Concurrence dans les télécoms : Benamour : «Le gouvernement est dans l’illégalité»
Le gouvernement a adopté un nouveau décret pour mieux réglementer la concurrence dans le secteur des télécoms. Le Conseil de la concurrence estime être mis à l’écart. Les explications.
Le Conseil de gouvernement a adopté le 27 mai dernier, le décret 347-16-2 modifiant le décret 772-05-02 publié le 13 juillet 2005 relatif aux mesures de l’Agence nationale de réglementation des télécommunications (ANRT) au sujet des conflits et des pratiques contraires aux règles de la concurrence dans ce secteur. Ce décret proposé par le ministère de l’Industrie, du commerce, de l’investissement et de l’économie numérique avait été présenté pour la première fois le 12 mai dernier et son adoption a été reportée pour approfondir son analyse. «Ce texte vise à harmoniser l’arsenal juridique actuel suite à l’adoption en 2014 de la nouvelle loi 104-12 sur la liberté des prix et la concurrence», explique le communiqué du ministère de la Communication, à l’issue du Conseil de gouvernement du 27 mai.

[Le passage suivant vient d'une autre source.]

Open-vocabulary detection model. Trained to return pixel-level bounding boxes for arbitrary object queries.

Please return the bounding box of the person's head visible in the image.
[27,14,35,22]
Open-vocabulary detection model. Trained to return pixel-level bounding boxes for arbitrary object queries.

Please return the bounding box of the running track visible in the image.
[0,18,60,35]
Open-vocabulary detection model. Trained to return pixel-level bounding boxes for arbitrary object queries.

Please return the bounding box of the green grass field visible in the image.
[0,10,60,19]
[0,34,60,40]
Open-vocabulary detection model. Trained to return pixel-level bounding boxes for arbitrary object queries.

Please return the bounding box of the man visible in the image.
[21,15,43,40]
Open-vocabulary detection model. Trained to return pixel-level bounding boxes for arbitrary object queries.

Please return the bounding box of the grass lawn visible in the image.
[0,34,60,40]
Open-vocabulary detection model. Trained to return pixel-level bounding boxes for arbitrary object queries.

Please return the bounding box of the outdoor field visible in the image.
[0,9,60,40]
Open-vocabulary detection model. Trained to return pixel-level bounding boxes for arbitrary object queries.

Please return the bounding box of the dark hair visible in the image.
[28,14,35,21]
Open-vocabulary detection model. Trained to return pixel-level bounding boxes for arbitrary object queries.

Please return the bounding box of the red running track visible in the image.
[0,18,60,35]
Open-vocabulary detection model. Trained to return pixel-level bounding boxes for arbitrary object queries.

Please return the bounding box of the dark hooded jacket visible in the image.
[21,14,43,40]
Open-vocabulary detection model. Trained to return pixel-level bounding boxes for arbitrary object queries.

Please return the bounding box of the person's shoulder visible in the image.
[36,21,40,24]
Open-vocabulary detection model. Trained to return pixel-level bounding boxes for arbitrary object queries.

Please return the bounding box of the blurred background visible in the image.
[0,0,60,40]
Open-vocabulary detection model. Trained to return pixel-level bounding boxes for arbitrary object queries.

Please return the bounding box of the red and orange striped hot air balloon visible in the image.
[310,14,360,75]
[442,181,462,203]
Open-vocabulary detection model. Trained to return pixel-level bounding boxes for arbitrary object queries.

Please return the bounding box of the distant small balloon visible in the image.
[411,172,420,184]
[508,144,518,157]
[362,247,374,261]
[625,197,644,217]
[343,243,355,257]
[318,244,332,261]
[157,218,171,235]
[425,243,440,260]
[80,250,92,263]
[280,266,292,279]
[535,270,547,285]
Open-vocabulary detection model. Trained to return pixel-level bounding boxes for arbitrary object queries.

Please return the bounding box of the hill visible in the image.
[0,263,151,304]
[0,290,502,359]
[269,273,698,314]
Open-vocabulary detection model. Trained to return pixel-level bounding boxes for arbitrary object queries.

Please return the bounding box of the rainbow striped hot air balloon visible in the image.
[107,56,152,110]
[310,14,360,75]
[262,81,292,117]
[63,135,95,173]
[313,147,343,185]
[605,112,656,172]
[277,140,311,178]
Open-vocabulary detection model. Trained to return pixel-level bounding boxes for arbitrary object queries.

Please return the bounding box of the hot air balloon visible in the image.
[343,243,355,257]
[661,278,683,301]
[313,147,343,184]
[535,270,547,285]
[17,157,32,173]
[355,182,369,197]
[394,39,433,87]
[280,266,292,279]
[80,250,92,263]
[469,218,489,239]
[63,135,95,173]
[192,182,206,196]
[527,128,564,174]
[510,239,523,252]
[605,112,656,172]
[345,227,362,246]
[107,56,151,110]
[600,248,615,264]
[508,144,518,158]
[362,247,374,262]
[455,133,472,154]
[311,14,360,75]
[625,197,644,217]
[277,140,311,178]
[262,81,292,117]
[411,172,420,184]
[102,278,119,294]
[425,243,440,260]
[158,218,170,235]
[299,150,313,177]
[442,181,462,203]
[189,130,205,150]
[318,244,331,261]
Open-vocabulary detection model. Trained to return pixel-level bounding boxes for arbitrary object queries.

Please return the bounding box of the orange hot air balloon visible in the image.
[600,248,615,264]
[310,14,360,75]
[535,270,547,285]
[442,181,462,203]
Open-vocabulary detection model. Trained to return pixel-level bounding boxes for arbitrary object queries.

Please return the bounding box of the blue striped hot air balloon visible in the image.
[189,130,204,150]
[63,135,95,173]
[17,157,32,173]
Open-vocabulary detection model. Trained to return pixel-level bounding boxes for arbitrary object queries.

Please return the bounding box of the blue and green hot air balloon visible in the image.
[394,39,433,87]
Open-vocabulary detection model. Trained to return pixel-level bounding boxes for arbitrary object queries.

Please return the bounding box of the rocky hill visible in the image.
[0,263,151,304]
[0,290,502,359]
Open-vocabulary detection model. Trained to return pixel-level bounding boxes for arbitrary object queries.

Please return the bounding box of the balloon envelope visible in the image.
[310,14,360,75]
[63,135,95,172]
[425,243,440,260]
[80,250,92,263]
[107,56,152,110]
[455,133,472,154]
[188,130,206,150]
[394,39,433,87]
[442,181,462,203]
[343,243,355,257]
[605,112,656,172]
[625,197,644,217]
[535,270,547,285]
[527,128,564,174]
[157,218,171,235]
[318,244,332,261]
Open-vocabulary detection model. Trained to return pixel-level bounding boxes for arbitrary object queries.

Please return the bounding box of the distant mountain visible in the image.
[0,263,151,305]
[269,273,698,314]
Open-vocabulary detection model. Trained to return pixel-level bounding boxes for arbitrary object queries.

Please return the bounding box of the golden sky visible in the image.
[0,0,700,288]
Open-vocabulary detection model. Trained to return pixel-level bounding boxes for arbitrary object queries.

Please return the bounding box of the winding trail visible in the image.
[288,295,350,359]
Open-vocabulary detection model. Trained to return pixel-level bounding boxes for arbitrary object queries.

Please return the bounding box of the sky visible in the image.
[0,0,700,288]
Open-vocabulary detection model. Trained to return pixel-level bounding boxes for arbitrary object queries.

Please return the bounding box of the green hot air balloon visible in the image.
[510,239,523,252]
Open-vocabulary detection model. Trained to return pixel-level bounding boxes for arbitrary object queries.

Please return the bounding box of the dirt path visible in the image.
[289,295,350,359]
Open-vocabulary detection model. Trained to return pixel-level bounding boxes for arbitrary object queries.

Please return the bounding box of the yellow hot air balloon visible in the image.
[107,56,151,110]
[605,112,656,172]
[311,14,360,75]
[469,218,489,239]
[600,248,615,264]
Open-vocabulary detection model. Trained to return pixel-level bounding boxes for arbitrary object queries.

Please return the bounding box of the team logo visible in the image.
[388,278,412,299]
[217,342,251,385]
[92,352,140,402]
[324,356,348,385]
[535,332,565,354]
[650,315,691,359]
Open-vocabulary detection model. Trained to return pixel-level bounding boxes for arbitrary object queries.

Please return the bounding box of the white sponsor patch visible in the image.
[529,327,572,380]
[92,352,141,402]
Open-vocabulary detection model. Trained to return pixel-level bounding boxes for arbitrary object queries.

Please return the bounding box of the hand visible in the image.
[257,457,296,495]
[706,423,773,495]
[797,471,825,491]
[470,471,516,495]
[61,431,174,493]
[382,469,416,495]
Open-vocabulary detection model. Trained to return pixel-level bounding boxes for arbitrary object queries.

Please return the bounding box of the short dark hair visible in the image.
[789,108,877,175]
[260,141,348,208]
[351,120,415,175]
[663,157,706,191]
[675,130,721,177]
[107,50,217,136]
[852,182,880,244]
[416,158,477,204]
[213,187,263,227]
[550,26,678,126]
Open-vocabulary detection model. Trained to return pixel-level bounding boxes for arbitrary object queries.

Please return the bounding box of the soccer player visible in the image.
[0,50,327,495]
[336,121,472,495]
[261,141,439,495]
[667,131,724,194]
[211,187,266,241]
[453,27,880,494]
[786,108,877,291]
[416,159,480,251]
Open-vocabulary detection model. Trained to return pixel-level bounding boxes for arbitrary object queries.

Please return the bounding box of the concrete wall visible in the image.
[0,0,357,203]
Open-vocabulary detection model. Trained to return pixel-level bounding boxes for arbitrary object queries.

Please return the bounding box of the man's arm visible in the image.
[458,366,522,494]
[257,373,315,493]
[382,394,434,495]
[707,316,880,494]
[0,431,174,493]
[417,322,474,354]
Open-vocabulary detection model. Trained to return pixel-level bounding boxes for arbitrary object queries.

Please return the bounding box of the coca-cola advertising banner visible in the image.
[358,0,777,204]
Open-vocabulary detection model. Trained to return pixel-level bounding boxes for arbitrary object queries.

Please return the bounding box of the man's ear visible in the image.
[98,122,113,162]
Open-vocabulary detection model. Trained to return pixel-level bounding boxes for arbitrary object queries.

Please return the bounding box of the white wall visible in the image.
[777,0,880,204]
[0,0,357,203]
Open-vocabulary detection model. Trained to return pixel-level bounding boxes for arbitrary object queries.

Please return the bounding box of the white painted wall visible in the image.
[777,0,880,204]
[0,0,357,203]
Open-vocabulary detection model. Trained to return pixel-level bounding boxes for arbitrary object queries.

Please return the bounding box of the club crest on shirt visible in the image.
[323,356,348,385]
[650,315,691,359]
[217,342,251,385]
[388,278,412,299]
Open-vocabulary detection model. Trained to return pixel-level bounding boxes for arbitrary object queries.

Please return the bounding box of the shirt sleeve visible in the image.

La préparation et l’adoption de ce texte sans la consultation du Conseil de la concurrence ne plait pas à Abdelali Benamour, président de cette instance constitutionnelle. «La loi sur la liberté des prix et de la concurrence stipule clairement que nous devons être consultés au sujet des différentes réglementations relatives à la concurrence. Dans ce cas précis, nous n’avons pas été consultés. Le gouvernement est donc dans l’illégalité», estime Benamour dans une déclaration aux Inspirations ÉCO. Et de marteler : «Le droit de la concurrence au Maroc nous donne une compétence générale.
Cette prérogative, personne ne peut nous l’oter». Mustapha El Khalfi, ministre de la Communication, se voulait rassurant sur le respect des prérogatives du Conseil. Lors du point de presse hebdomadaire de son département, il a déclaré que «ce texte ne constitue qu’une mise à jour de la réglementation actuelle et permet de clarifier certains points en suspens». Pour Benamour, «la régulation sectorielle est certes compétente mais elle ne peut se faire sans le Conseil de la concurrence». Le président de cette instance observe que «le Maroc se dirige vers un modèle britannique avec une double compétence en matière de gestion du droit de la concurrence». Cette piste reste une hypothèse. Actuellement, ce conseil vit une longue période transitoire. Le mandat des membres sortants dudit Conseil est arrivé à terme en octobre 2013 et cette instance ne siège pas depuis cette période (leseco.ma).
Que stipule le décret 347-16-2 ?
Le décret fraîchement adopté permet à l’ANRT d’étudier les cas transférés à partir de présumées pratiques anticoncurrentielles telles que décrites par les articles 6,7 et 8 de la loi 104-12. L’article 6 de ce texte stipule que «sont prohibées, lorsqu’elles ont pour objet ou peuvent avoir pour effet d’empêcher, de restreindre ou de fausser le jeu de la concurrence sur un marché, les actions concertées, conventions, ententes ou coalitions expresses ou tacites, sous quelque forme que ce soit». L’ANRT aura la possibilité également de prendre des mesures conservatoires et des amendes prévues par la loi 104-12. L’ANRT sera en droit d’appeler à mettre fin à toutes les pratiques contraires au droit à la concurrence. Dans le cas d’une concentration économique donnant lieu à une exploitation abusive et à des positions de monopole, l’ANRT pourra prendre des décisions argumentées pour mettre fin à cette situation, en conformité encore une fois avec le titre IV de la loi 104-12.